Un altro nome nerazzurro in grado di stuzzicare la fantasia di un bimbo, collezionista di figurine, è stato Aladino Valoti. Militò nelle fila atalantine, nel corso delle stagioni 1983/84 e 1985/86. Ebbe anche il tempo, nel campionato 1987/88, di giocare con la maglia della Spal. Un centrocampista che, durante la propria carriera, avrebbe arretrato il proprio raggio d’azione, spostandosi da trequartista a mediano, davanti alla difesa. E del quale, attraverso la lettura di un articolo di quotidiano di alcuni anni fa, si scopre essere cresciuto in una famiglia con un’autentica passione per la bicicletta. Dall’omonimo zio al papà allenatore, fino ai fratelli, promesse del ciclismo. L’ex giocatore di serie A e B sceglie invece il calcio, come farà il figlio Mattia, oggi in forza al Verona.

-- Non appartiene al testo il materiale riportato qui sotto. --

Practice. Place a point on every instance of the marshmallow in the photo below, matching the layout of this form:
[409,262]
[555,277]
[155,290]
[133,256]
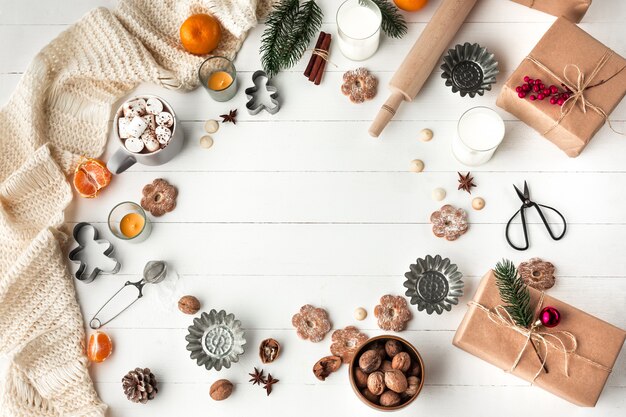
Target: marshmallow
[134,108]
[163,134]
[134,145]
[154,106]
[136,127]
[122,127]
[165,119]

Chissà se in linea con le radici arabe del suo nome, Aladino, e con quel significato che lo vorrebbe ‘devoto alla religione’. Fedele, appunto, alle sue aspirazioni sportive.

Eligio Nicolini, infine, mi colpì soprattutto per le sue qualità tecniche, prima ancora che per il suo nome. Un fantasista dalla bassa statura e dall’alto tasso di estro e creatività, che conquistò una promozione nella massima serie, che debuttò in serie A contro il Napoli di Diego Armando Maradona, e che firmò anche un’importante rete in un turno di Coppa Uefa nel dicembre del 1990, contro il Colonia. Cinque annate, le sue, con la maglia dell’Atalanta. E un nome, Eligio, che in latino sta a significare ‘scelto’. Una sorta di predestinazione per chi si trova a costruire una carriera, zigzagando su un rettangolo verde. Dove la mitologia nascosta nei nomi di una squadra o dei suoi giocatori è un’occasione ulteriore per giocare con una passione, quella per il calcio, che mi accompagna dai tempi dell’infanzia. Passione, desiderio, amore. In greco, ‘Eros’. Come il nome del centrocampista spalllino Schiavon.